According to the Centers for Disease Control and Prevention (CDC), one US citizen dies from cardiovascular disease every 37 seconds. 805,000 Americans experience a heart attack each year. 18.2 million adults live with coronary heart disease. Living with cardiovascular disease can be exhausting and seeking ways to improve health is important.
The CDC also notes that there are five conditions that raise this risk: Diabetes, excessive alcohol intake, obesity, an unhealthy diet and a lack of exercise. Each is linked to digestive health. We will look at these individually shortly, but first it helps to understand gut basics.
Your gastrointestinal system runs from your mouth to your anus. Its one cell thick lining protects the body from unhealthy products passing through, and decides whether to allow a compound to cross from the inside of the gut and into the body. That’s why most of our immune system lives in the digestive track.
On descent, we find greater numbers of microbiota; tiny bugs consisting of archaea, bacteria, fungi, protists and viruses. When we have a healthy balance, these bugs produce nutrients, protect against foreign invaders, have metabolic functions, digest food, and stop ‘cracks’ appearing in the gut wall. They are crucial for gut function.
Knowing this, let’s take a look at how the five cardiovascular disease risk factors are linked to the gut…
Type 2 Diabetes
Type 2 Diabetes is an insulin resistant and inflammatory condition. This former means that the hormone, insulin, doesn’t work as well as it should, causing a dangerous short and long term elevation of blood sugar. We need to maintain a steady level of glucose in the blood and in Diabetes this doesn’t happen. The latter means there are raised inflammatory products coursing through the body. Both can potentially lead to heart problems.
When the gut is stressed and its bugs are out of balance, the lining ‘cracks’ (called leaky gut or increased intestine permeability) and allows harmful and inflammatory products into the body where they can trigger the body-wide inflammation and insulin resistance so threatening to the heart.
Excessive alcohol intake
A celebratory glass or an occasional tipple is an enjoyable experience for many Americans. But when controlled consumption switches to excessive intake, the gut takes a battering.

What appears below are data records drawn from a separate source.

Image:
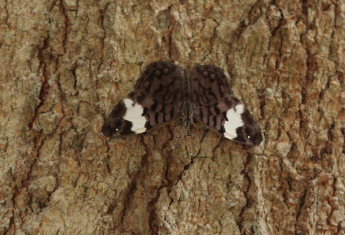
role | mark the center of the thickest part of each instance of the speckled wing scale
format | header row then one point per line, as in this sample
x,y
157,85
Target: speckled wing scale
x,y
215,105
156,99
165,91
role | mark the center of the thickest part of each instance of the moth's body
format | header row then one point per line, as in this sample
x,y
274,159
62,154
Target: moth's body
x,y
165,92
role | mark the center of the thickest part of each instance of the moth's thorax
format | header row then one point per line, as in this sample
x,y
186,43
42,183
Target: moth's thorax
x,y
166,91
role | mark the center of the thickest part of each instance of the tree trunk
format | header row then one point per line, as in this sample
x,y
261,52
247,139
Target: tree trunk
x,y
65,64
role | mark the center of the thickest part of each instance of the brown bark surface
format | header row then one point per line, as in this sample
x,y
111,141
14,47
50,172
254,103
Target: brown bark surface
x,y
65,63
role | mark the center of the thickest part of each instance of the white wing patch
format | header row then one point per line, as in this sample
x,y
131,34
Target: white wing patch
x,y
234,121
134,114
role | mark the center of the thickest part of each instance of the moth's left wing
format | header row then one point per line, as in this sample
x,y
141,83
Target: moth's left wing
x,y
214,104
155,100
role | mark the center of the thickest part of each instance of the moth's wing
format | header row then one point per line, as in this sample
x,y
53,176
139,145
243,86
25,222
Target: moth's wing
x,y
156,99
214,104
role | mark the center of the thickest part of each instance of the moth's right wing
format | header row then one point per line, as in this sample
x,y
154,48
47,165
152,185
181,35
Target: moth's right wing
x,y
155,100
215,105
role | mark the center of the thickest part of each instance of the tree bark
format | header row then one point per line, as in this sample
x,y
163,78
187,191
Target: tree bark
x,y
65,63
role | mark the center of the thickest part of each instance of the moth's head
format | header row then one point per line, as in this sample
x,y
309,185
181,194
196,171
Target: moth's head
x,y
115,125
250,133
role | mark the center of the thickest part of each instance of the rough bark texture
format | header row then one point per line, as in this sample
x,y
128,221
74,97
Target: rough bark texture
x,y
65,63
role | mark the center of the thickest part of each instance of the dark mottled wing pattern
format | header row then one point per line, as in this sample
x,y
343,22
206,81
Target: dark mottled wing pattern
x,y
156,99
214,104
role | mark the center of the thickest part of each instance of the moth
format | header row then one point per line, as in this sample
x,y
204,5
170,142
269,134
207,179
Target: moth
x,y
166,91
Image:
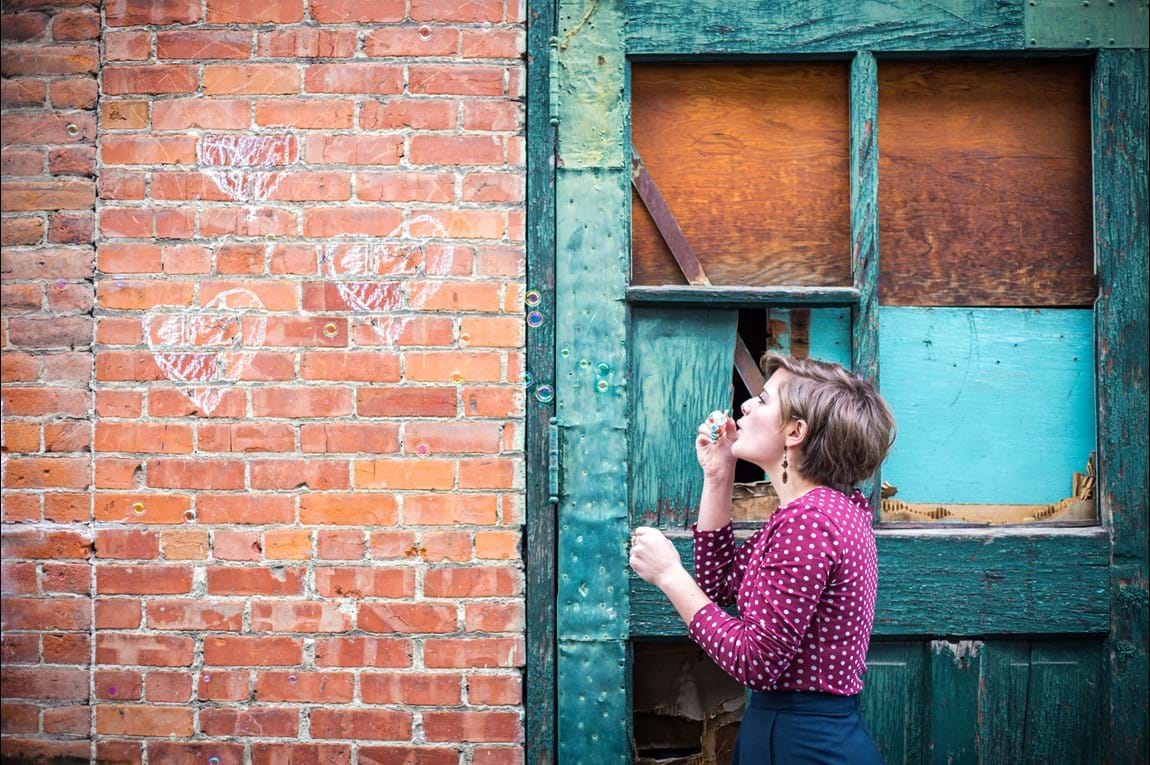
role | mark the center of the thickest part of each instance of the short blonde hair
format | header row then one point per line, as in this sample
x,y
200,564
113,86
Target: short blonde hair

Alcohol changes the make-up of the microbiota, can cause the gut to leak, and leads to increased levels of inflammatory products in the blood. From here, they have access to different tissues and organs, including the heart.

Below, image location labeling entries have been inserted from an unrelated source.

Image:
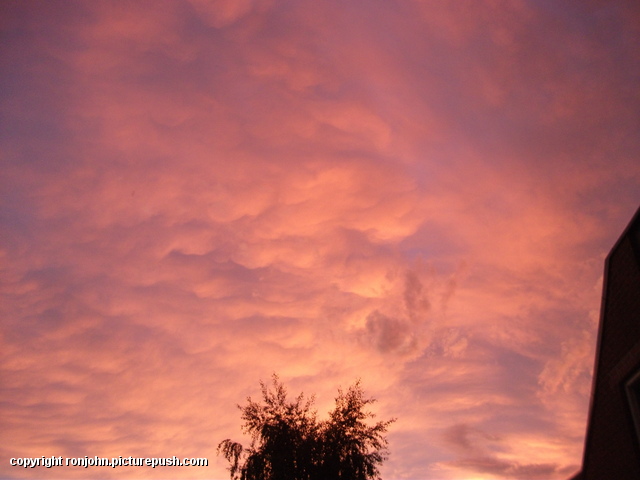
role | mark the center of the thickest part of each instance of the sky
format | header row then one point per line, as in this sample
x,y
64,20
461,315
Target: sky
x,y
197,194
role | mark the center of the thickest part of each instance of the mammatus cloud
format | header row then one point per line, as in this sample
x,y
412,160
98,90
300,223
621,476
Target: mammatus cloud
x,y
198,194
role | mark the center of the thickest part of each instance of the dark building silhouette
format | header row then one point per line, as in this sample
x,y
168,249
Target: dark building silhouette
x,y
612,444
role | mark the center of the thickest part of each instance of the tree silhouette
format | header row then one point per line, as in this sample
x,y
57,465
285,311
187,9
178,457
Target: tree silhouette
x,y
288,442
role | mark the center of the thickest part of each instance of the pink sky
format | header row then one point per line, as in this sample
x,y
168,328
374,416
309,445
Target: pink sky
x,y
420,194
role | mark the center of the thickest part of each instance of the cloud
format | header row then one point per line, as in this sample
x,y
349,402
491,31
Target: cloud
x,y
199,194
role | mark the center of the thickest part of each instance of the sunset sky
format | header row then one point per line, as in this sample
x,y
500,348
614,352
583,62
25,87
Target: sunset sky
x,y
196,194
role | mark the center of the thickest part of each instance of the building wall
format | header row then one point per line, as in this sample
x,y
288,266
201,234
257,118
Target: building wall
x,y
612,446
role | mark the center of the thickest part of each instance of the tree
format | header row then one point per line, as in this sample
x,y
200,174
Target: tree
x,y
288,442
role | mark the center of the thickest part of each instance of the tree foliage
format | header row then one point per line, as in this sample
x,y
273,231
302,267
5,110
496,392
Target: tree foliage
x,y
289,443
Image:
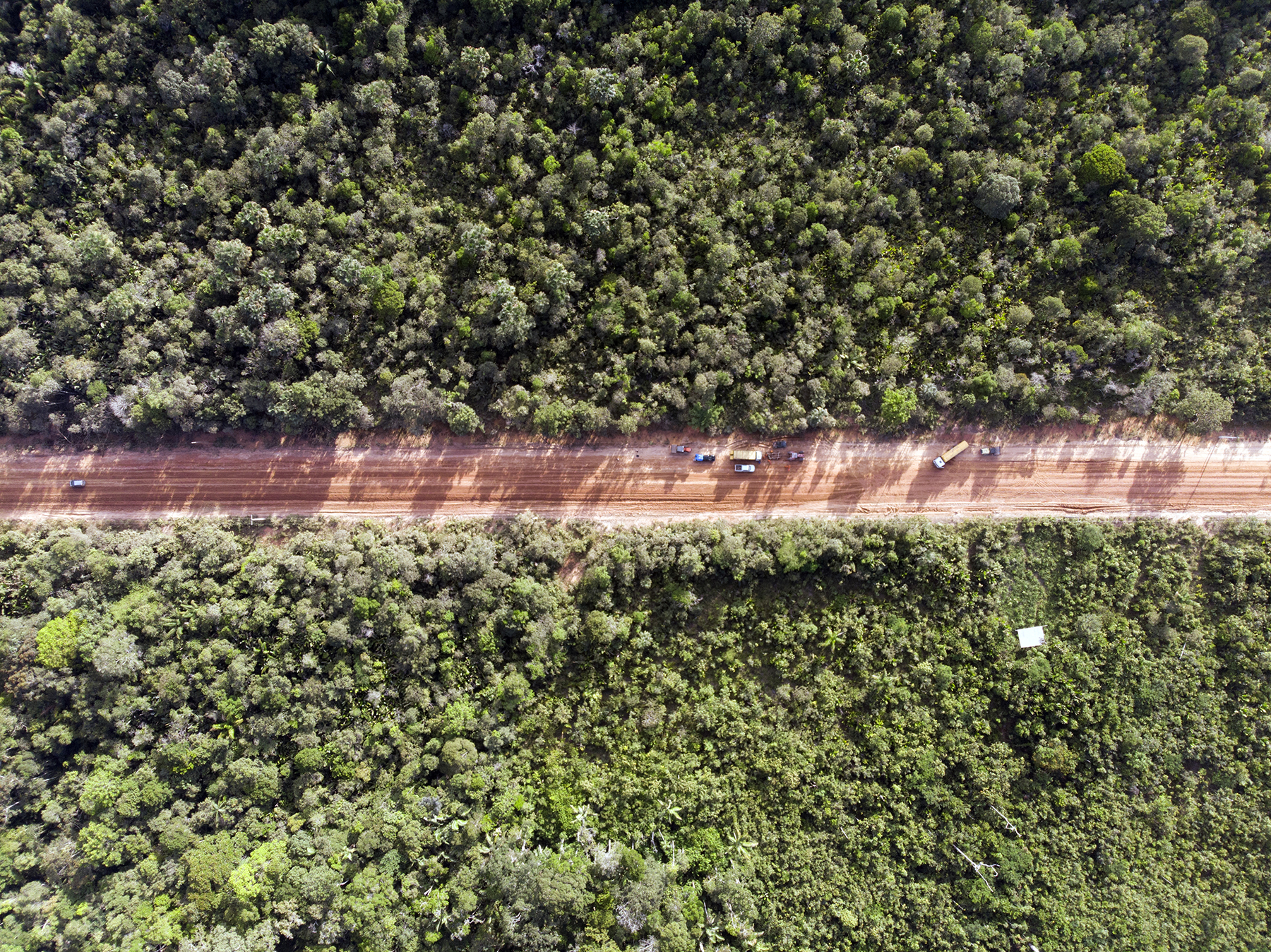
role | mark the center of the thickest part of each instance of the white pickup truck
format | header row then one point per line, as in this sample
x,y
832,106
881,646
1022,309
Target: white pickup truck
x,y
947,457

Research indicates that supplementing with probiotic and synbiotic interventions can reverse alcohol-induced microbiota changes and calm intestinal permeability, as well as reducing the inflammation and damage that alcohol causes.

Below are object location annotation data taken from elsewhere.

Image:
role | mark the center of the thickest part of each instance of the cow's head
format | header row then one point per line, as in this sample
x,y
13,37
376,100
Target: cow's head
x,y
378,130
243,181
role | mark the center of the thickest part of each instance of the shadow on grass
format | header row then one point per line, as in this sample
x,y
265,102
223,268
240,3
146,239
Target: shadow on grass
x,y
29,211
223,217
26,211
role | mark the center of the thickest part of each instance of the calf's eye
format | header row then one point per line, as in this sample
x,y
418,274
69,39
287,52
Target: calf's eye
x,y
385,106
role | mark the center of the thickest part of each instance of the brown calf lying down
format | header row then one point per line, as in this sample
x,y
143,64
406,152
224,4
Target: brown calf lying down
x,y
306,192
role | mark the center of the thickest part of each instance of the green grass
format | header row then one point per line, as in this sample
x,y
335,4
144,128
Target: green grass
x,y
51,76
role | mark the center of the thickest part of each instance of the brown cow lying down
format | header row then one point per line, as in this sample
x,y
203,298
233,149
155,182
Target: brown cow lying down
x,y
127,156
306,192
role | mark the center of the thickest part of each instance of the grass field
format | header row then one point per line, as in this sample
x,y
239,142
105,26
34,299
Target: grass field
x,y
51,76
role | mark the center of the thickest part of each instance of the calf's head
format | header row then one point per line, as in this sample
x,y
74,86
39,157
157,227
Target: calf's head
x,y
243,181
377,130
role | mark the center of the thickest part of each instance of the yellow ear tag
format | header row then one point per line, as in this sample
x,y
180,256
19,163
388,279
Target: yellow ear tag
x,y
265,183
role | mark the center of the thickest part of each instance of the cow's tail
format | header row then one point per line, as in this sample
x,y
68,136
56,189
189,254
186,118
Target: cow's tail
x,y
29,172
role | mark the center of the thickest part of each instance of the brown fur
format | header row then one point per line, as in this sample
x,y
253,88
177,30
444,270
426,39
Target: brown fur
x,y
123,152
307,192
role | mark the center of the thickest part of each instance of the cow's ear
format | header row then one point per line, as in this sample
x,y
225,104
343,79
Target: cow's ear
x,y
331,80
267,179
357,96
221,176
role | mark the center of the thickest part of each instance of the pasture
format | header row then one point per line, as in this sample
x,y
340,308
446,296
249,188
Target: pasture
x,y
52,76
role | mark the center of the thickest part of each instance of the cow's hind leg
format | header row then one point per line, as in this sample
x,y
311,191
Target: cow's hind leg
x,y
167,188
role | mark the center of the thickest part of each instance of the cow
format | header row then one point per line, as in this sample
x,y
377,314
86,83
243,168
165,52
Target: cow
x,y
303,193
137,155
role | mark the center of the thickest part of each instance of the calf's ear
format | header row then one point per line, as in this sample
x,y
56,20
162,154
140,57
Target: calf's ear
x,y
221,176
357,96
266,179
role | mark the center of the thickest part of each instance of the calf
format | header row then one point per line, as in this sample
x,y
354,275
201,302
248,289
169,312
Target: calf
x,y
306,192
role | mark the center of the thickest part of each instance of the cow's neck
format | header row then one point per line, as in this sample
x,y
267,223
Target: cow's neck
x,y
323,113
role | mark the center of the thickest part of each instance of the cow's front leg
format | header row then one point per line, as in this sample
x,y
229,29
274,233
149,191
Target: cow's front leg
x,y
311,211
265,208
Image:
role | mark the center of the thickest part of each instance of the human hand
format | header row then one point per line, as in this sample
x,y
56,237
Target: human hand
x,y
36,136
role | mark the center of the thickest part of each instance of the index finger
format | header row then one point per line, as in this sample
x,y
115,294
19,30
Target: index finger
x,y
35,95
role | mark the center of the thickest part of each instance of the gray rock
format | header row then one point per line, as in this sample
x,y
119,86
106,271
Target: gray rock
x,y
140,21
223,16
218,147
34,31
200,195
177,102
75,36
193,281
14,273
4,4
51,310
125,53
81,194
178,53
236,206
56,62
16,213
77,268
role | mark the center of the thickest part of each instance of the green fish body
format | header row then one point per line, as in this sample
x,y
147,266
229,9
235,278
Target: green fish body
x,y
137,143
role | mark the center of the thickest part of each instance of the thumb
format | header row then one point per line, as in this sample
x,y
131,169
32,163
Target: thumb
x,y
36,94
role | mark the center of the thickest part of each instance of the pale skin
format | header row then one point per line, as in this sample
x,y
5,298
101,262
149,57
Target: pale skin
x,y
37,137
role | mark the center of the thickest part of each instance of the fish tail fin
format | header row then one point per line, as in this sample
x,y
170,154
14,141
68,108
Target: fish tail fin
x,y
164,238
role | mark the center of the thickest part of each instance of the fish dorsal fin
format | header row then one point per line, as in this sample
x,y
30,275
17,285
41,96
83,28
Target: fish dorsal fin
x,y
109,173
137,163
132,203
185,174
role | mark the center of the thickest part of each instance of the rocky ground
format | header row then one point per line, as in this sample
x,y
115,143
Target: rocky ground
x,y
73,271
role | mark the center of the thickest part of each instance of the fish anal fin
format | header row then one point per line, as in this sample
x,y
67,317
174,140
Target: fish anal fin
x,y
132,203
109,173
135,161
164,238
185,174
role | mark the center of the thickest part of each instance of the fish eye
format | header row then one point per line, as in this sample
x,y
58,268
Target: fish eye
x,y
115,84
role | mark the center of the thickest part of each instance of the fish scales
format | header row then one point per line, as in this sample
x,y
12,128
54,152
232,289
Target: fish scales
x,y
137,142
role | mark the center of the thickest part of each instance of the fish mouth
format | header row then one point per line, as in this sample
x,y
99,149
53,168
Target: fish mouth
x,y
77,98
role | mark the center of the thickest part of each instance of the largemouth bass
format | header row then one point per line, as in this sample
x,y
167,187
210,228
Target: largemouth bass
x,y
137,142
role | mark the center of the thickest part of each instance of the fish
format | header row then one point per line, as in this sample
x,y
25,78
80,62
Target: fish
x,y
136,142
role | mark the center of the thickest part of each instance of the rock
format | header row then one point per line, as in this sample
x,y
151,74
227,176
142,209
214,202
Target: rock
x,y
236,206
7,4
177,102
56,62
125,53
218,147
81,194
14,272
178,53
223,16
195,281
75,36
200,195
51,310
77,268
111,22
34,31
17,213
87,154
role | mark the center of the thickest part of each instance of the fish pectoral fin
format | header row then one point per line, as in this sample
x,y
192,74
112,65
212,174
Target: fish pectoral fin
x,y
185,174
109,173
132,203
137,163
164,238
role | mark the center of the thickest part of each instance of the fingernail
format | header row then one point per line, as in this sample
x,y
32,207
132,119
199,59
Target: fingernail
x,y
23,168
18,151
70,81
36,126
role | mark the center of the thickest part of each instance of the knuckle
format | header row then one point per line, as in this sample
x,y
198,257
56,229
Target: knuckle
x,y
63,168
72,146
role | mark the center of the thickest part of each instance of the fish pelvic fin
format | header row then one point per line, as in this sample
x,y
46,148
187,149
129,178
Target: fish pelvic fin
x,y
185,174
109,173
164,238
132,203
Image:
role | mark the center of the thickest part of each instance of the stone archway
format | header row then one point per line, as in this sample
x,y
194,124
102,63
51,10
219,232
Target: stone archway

While we often blame an expanding waistline on too little exercise or too much food, the weight gain equation is simply more complex. The study An obesity-associated gut microbiome with increased capacity for energy harvest found that:
“Obese microbiome has an increased capacity to harvest energy from the diet… These results identify the gut microbiota as an additional contributing factor to the pathophysiology of obesity.”
In other words, the make-up of the gut microbiota plays an important role in our weight and an imbalance can contribute to obesity.
You likely know the saying, ‘You are what you eat’ but the bugs in your gut are what you eat, too! Your diet literally nourishes or harms them. The standard American diet, with high amounts of simple sugars, animal fats and refined foods, and a low intake of fiber, alters the gut microbiome for the worst and can trigger a leaky gut. Yet improving the health of the microbiota can happen quickly. Switching from a Western diet to one high in fiber and lower in calories can be a powerful steps. Think fresh fruit and vegetables and ample leafy greens.
Lack of exercise
Most people understand that a lack of regular exercise can contribute to heart disease as the authorities and our health professionals tell us this often. The World Health Organization recommends we aim for at least 150 minutes of moderate-intensity aerobic physical activity every week. Brisk walking, cycling, dancing and gardening are great examples.
Exercise also plays an important role in gut health. A study published in the journal Oxidative Medicine and Cellular Longevity noted that, “Exercise can enhance the number of beneficial microbial species, enrich the microflora diversity, and improve the development of commensal [beneficial] bacteria.” We need to move and often.
In health, our cells and gut bugs work synergistically. But lifestyle and health issues can get in the way and lead us down the path of disease. Remember that positive steps like sensible alcohol intake, following a healthy diet, engaging in regular physical activity and supplementing with probiotics are health protective. These simple steps also provide profound benefits for protecting your heart.